The invention provides a robust connection interface for surface mount technology (SMT) contacts used in the manufacture of electronic devices that have high area densities or high wear environments, and that accommodates contact surface irregularities without significant wear to the either contact surface.
In SMT contacts, connector components are applied directly to the surface of a circuit board. The components are secured at specified locations on the circuit board by solder pads that are placed on the circuit board in a suitable process, such as by printing the pads on the board forming a printed circuit board (PCB). The solder pads are then heated and the various components are placed onto the solder pads to be secured to the PCB by the cooling solder pads bonding the components to the PCB.
In the manufacture of the PCBs, to provide electrical connection to external or peripheral components various SMT style connectors are used, including but not limited to: Land Grid Arrays (LGAs), Ball Grid Arrays (BGAs), Pin Grid Arrays (PGAs), Flexible Flat Cable (FPC) connectors, and Pogo™ contacts. These connectors or components are usually soldered to one side of the circuit board and require a mating connector affixed to the external component.
In one prior art embodiment, as illustrated in FIG. 1, the component secured to the PCB 10 is a connector 18 used to interconnect the PCB 10 with another PCB or with a cable/flex circuit 20 having a complementary connector 26 thereon that is operably connected to another part of the device. These connectors 18,26 each include a body with complementary connecting structures thereon, as well as tabs 14 utilized to connect the connector body 18,26 to the associated PCB 10,20 using the solder pads 12. The connecting structures 16,24 can take various forms, such as POGO pins and rigid metal contacts, or the tubular mating sockets configured to receive the pins or rigid metal contacts, which in FIG. 1—are tensioned, U-channels or sockets of metal, 16 and rigid, U-shaped tabs, 24. The pins, contacts, e.g., a bed-of-nails contact array, or other connectors 24 are pressed into engagement with a suitably formed mating connector, such that an electric connection can be formed between the pin or contact 24 and socket 16 of the mating connector. To facilitate the connection between the contact 24 and the socket 16, the contact and/or the socket, of whatever form, often include a electrical connection-enhancing surface coating on the exterior of the contact(s) 24 and/or socket(s) 16.

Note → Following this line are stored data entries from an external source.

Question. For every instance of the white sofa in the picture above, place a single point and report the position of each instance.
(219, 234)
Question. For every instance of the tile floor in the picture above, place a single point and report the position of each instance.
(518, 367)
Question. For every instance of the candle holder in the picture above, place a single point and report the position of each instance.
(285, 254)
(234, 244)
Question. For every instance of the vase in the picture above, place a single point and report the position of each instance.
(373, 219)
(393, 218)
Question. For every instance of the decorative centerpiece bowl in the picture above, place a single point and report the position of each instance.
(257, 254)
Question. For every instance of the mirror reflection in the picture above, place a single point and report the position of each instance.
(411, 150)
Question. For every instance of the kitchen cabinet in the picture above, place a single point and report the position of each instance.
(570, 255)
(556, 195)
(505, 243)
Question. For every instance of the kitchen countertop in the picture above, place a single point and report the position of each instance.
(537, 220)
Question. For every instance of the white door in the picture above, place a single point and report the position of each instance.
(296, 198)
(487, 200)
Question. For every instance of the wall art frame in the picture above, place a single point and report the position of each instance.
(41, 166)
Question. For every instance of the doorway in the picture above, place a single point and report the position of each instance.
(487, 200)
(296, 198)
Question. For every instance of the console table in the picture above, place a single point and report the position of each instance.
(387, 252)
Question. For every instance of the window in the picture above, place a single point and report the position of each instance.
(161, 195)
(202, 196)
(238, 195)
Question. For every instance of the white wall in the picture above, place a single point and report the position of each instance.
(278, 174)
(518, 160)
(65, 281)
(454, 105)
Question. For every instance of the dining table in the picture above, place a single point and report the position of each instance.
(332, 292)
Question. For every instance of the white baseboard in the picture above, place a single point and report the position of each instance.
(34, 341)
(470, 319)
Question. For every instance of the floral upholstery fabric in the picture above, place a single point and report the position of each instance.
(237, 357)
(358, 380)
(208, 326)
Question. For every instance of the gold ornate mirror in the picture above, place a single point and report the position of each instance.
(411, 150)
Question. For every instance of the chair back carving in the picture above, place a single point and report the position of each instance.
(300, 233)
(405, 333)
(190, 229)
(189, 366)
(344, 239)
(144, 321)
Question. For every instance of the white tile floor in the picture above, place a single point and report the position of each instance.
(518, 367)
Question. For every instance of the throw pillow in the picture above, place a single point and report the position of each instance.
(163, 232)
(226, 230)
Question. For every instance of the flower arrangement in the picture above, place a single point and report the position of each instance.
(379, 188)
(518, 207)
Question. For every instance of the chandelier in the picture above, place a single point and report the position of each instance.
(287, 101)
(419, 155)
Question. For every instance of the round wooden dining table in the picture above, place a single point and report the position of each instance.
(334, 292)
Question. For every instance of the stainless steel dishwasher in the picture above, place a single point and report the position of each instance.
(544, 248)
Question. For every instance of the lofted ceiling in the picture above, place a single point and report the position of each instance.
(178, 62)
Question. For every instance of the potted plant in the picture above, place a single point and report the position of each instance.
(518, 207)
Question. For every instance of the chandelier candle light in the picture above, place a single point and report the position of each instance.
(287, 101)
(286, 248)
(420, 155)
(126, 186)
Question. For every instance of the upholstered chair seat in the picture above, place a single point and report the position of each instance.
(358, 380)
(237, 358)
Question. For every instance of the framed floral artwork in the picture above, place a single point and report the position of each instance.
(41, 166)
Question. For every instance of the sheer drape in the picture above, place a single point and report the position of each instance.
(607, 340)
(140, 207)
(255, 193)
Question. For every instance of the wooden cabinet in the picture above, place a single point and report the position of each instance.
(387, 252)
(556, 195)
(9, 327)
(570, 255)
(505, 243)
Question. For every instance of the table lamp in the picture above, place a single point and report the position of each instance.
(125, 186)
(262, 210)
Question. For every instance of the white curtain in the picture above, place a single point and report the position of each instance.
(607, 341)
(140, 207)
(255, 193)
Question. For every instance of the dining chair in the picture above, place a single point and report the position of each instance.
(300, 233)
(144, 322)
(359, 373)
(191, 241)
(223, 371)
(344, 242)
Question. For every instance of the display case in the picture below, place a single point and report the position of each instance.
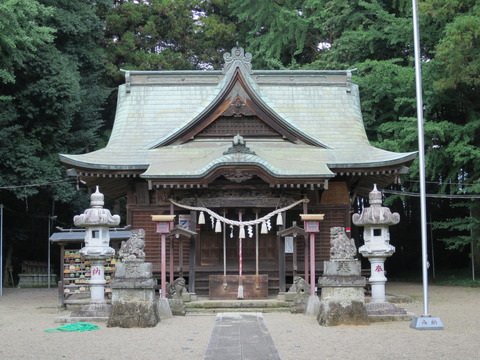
(76, 273)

One significant drawback with regard to these connectors is that the materials utilized to form the contacts are normally formed of a rigid material in order to facilitate the conductivity or electrical connections between the contacts and the other PCB or device with which the contacts are engaged. As a result, the contacts are formed with various surface irregularities that, when subjected to repeated connect/disconnect cycles, can damage the materials forming the contacts themselves or the contact that is pressed into engagement with the contact containing the surface irregularity. Also, if an excessive or shear force is inadvertently exerted to engage the connectors with one another, it is possible to permanently deform and/or damage the shape of the contacts and/or the coatings on the contacts, thereby degrading the connection between the contacts and other contacts that may be subsequently engaged with the damaged contacts.
Further, even without significant damage to the structure of either contact surface, surface irregularities can cause the interface to be unstable or not possible without exerting additional, potentially destructive force to the contacts already engaged.
Additionally, as with all surface mount devices employing rigid electrical traces, bending or flexing due to thermal expansion, pressure or vibration can cause solder and metal trace materials to fracture, irreparably damaging the contact; which in the case of many connection styles will require full replacement of the connector.
Accordingly, it is desirable to develop an electrical contact structure for use in SMT applications and in the devices constructed thereby that can successfully accommodate structural irregularities on other contact structures to minimize potential damage to the various contact structures and to maximize the electrical connections formed between the contacts.